Lorsqu'à l'image ancienne du Gitan voleur de poule et voleur d'enfants, le Paio substitue l'image de l'escroc aux allocations familiales, de l'assisté et de l'oisif qui ne veut pas travailler, il reste dans les limites de l'ethnocentrisme qu'on pourrai dire "ordinaire", et fait montre d'une méconnaissance de la situation économique actuelle de la communauté gitane et d'une connaissance partielle de sa culture: les Gitans ont eu a souffrir de la disparition des petits métiers traditionnels (vannier, étameur, maquignon) et tous n'ont pas pu opérer une reconversion satisfaisante. Ils reconnaissent eux-mêmes leur difficulté à acquérir une formation et à se plier à une discipline ainsi que leur propension à rester enfant, dépendant de la famille: "Vous dites à un Gitan de suivre un régime (alimentaire), il ne le suivra pas" (...) "Même si les parents n'ont pas de revenu, les enfants, il faut pas qu'ils travaillent, il faut pas qu'ils se fatiguent, s'il veulent dix francs pour acheter quelque chose, c'est le papa ou la maman qui va leur donner, ils sont assistés" (...)"Nous on nous force pas à faire les choses, ça vient de loin, ça a toujours été comme ça" (...)"Chez nous un garçon, même qu'il ait trente ans, toujours il reste petit, moi j'ai soixante ans et j'ai peur de ma mère[7]". Cependant, les prises de position de certains enseignants ou travailleurs sociaux qui enferment les Gitans dans des comportements immuables (par exemple "l'école ne les intéresse pas, elle ne fait pas partie de leur culture"), demanderaient à être questionnés, car ils font peu de cas de l'évolution des mentalités. S'il est vrai que les Gitans, ont toujours observé une méfiance par rapport à l'écrit, langage de la police et des institutions dont ils ont eu souvent à souffrir, on observe depuis quelques temps un changement dans l'attitude face à l'Ecole et à la scolarisation qui commencent à être perçues par les familles les plus aisées et les plus ouvertes aux relations d'échange avec les Paios, comme instrument d'accession au monde du travail et comme un moyen de sortir du repli communautaire.
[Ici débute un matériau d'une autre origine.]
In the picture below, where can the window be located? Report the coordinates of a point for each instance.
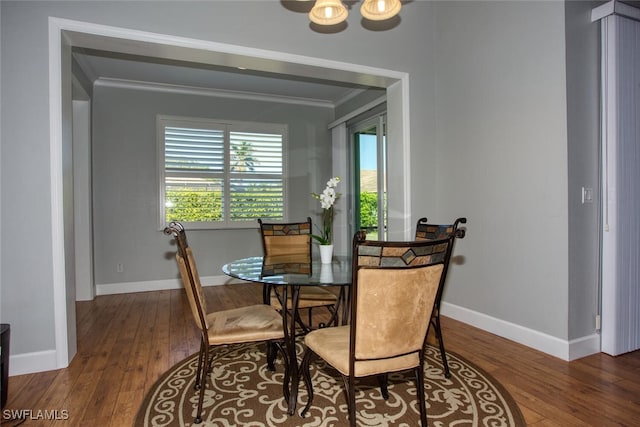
(217, 174)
Ayant longtemps jugé les Tsiganes et les Gitans qu'ils confondaient dans un même ensemble indifférencié, comme des êtres sans culture et sans religion[8], parce que, tout au long de leurs parcours, ceux-ci ont assimilé et transformé aussi bien la musique, les rites et les coutumes des pays traversés, les Paios ont ignoré la plupart du temps, l'existence des normes et des valeurs gitanes. Nous avons déjà évoqué la position centrale de la famille comme repère pour les Gitans: l'appartenance à un réseau de solidarités familiales, parfois internationales, prime sur l'appartenance à un territoire national, lorsqu'il s'agit de se déplacer pour se faire soigner, pour trouver un conjoint ou trouver du travail. Par ailleurs, l'importance accordée à la rumeur qui fait et défait les réputations au sein de la communauté, l'importance de la parole -de la parole donnée, de l'imprécation, de ce que disent les anciens, de la langue parlée comme critère de distinction entre groupes gitans (catalans /espagnols), de la communication téléphonique-, s'inscrivent plus largement dans une tradition de culture orale qui vient en confrontation avec la culture écrite dont se réclament les Paios. Le voyage reste aussi un cadre de référence par excellence pour les Gitans: la bonne voie, celle des bonnes moeurs, est celle du voyage. De manière édulcorée à travers le langage, la sédentarisation apparaît encore, même chez les sédentaires, comme un dévoiement du voyage: voir par exemple l'utilisation quelque peu méprisante du terme "Paio" - paysan attaché à sa terre, celui qui n'est pas libre, le "péquenot"- et cela même si, de manière paradoxale et contradictoire, les Gitans adoptent parfois le mode de réflexion des Paios ("nous on n'a pas de drapeau", "on n'a pas de pays", "vous les Français") - se percevant eux-mêmes comme des "sans" -.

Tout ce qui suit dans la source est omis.